Air Pollution Increases Risk of Diabetes in Children

Avoiding diabetes can also begin by avoid exposure to pollution. A study from Germany said, children are exposed to air pollution exposure for a long time have a higher risk for developing insulin resistance, diabetes triggers.

The study, published in the journal Diabetologica said, many previous studies have found an association between exposure to air pollution and the risk of heart disease and hardening of the arteries, but little is linking in diabetes.

In this study, the researchers analyzed blood samples from 397 children aged 10 years. They also estimate air pollution exposure received by children with analyzing vehicle emissions, population density, and residence of children.

The research revealed that children who are exposed to air pollution had higher levels of insulin were significantly higher than those of children who live in low-pollution areas.

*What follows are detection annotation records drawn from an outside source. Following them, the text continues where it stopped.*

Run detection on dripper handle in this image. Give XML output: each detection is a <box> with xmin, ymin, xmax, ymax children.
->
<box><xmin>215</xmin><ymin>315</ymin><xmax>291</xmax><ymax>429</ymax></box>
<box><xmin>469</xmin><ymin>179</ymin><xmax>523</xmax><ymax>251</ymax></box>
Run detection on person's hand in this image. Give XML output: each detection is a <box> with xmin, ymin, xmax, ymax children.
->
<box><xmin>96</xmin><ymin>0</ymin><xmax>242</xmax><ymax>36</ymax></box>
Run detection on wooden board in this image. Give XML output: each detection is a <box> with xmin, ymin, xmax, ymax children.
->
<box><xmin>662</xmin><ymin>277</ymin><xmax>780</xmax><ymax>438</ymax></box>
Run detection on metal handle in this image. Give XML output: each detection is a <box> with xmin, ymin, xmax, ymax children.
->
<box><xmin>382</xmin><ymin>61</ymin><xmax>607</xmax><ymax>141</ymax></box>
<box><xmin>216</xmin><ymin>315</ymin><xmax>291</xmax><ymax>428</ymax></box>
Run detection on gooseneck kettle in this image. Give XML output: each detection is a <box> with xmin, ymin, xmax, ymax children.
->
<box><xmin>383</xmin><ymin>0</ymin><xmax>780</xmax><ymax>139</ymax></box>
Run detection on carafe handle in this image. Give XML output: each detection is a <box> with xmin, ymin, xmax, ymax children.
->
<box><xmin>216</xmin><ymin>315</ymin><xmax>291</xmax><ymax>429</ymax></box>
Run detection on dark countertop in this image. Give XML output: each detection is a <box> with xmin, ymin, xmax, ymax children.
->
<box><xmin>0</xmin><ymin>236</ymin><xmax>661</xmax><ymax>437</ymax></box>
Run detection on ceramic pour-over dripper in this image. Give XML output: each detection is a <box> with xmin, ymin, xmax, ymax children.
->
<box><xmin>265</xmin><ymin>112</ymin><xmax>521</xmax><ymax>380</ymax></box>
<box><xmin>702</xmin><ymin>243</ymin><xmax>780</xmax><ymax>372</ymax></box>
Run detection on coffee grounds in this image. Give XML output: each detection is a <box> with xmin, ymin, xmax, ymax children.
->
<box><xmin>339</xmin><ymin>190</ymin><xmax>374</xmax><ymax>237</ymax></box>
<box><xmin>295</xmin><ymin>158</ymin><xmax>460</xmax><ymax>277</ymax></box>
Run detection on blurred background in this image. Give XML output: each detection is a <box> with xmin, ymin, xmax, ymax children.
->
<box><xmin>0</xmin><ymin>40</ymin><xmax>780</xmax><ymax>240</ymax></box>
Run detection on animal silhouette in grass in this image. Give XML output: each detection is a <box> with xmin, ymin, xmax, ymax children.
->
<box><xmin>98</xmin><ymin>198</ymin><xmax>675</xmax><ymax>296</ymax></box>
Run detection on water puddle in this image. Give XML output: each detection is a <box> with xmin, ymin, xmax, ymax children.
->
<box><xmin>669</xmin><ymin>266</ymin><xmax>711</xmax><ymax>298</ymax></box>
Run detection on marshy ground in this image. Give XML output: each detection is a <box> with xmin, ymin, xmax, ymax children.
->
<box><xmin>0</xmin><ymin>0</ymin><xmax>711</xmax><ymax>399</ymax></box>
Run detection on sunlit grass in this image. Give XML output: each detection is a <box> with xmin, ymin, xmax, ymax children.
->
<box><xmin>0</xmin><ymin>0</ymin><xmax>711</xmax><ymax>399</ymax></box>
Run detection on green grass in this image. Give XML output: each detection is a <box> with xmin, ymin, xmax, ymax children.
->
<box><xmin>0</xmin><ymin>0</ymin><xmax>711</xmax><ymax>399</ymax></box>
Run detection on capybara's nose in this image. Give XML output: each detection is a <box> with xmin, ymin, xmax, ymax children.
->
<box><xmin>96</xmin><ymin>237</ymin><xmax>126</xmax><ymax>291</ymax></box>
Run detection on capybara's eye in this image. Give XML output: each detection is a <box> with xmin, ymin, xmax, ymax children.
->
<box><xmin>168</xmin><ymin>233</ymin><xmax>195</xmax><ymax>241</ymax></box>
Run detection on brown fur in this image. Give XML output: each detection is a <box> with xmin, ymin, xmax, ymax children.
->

Study researcher Joachim Heinrich said, there is some evidence to suggest that air pollution associated with birth weight and growth retardation. Both are known as risk factors for type two diabetes.

"This is what may make people speculate that low birth weight increases the risk of diabetes who, instead of exposure to air pollution. Though we do research on infants who have a normal weight, ie above 2.5 kg, so that exposure to pollution may be a factor which increases the risk, "said Heinrich.

The researchers plan to continue this study by following these children into adulthood. It aims to determine if these results can be translated in adults.